A road trip for a practically secret film and a road trip in another more public film
Yesterday brought Chapter 4 in my occasional series of “will travel to Oakland County for film in limited release”, this time for a screening of In Secret (worst title ever?), the new adaptation of the “Therese Raquin” story known in French drama. (Until recently this film was just “Therese” – it should have stayed that way.) The film’s distributor, Roadside Attractions, recently slammed by Robert Redford, may or may not have used poor judgement in creating a tiny release for the film – it’s only playing at this one theatre in the Detroit area. And so off I went, mostly based on curiosity and nostalgia from seeing the story told onstage in London in one of my favorite productions I saw there early in 2007. (the link goes to a review roundup since the production’s main page appears to have gone offline.)
I found the film to be mostly stellar, with an impressive lead performance from Elizabeth Olsen and nuanced support from Oscar Isaac (doing a quick turnaround from Llewyn Davis and seemingly enjoying a chance to show some dramatic range), Tom Felton (leaving Draco Malfoy behind with a sense of earnest joy) and Jessica Lange (chewing the scenery in style). The performances were really the showcase of the film… I also want to mention British character actress Shirley Henderson, who popped up as a neighbor knowing more than she lets on.

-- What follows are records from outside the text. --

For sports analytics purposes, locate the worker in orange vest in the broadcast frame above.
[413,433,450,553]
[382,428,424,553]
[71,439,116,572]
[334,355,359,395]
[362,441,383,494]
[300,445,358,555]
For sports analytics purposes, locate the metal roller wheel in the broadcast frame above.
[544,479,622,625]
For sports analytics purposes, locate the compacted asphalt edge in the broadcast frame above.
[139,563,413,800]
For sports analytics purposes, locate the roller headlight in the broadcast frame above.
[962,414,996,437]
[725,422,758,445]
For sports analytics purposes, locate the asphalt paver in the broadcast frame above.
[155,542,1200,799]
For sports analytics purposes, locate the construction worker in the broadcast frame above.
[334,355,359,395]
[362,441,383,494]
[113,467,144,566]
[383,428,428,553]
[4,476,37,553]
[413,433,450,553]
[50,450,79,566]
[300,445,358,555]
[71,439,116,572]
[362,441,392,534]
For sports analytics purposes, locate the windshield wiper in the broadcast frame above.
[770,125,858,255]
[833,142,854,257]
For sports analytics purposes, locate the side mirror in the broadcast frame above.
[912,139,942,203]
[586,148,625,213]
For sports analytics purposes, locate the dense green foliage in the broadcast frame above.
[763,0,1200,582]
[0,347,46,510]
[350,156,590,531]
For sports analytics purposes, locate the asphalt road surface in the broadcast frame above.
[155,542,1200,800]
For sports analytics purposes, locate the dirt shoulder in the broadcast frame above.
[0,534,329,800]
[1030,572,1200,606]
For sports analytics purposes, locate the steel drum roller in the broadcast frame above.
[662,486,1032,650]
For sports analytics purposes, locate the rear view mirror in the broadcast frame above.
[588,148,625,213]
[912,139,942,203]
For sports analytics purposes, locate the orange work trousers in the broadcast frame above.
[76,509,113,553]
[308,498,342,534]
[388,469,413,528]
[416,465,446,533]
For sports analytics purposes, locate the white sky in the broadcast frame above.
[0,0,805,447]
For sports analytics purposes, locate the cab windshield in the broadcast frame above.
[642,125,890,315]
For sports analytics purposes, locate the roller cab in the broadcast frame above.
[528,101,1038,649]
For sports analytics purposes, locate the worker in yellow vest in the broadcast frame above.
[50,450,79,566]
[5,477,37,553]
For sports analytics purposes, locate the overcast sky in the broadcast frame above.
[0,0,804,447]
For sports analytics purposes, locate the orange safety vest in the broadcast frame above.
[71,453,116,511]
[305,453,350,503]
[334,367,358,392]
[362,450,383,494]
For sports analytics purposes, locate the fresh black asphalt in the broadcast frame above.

The rest of the film proceeded as a highly committed if not four/five star adaptation, with the strongest take on the story coming in the middle of the film as a devious plot is hatched and its consequences take full force after the fact. But after one of those consequences hits one of the main characters, I was disappointed with how workmanlike the story became as it marched towards the finale. I missed the atmosphere and particularly the sound design – with lots of low menacing noises – of the stage version’s take on that part of the story.
It’s too bad that the film is receiving such a limited release, as I think that others would find it intriguing based on the cast and storyline, especially with Lange appearing onscreen for the first time in (seemingly) several years and Olsen demonstrating great character actress potential in a more dramatic role.
For some reason the movie theatre itself, the Birmingham 8, offered some of the worst examples of audience etiquette I have seen in recent years. At least eight people (not all together) walked in to the individual theatre about 3/4 of the way through the film, two of them staying through the end credits, and the others loudly asking their companions if they were in the right theatre, when obviously they were not. I think the theatre needs to work on its signage…
I didn’t note my viewing of Oscar contender Nebraska last week at the State Theater here in Ann Arbor, and just wanted to make a quick mention of it as being a delightful film, much better than I expected, with winning portrayals from the central trio of Bruce Dern, Will Forte and June Squibb. Dern and Squibb in particular offered a highly believable impression of a long-lasting marriage, with all of the history and emotion that would entail.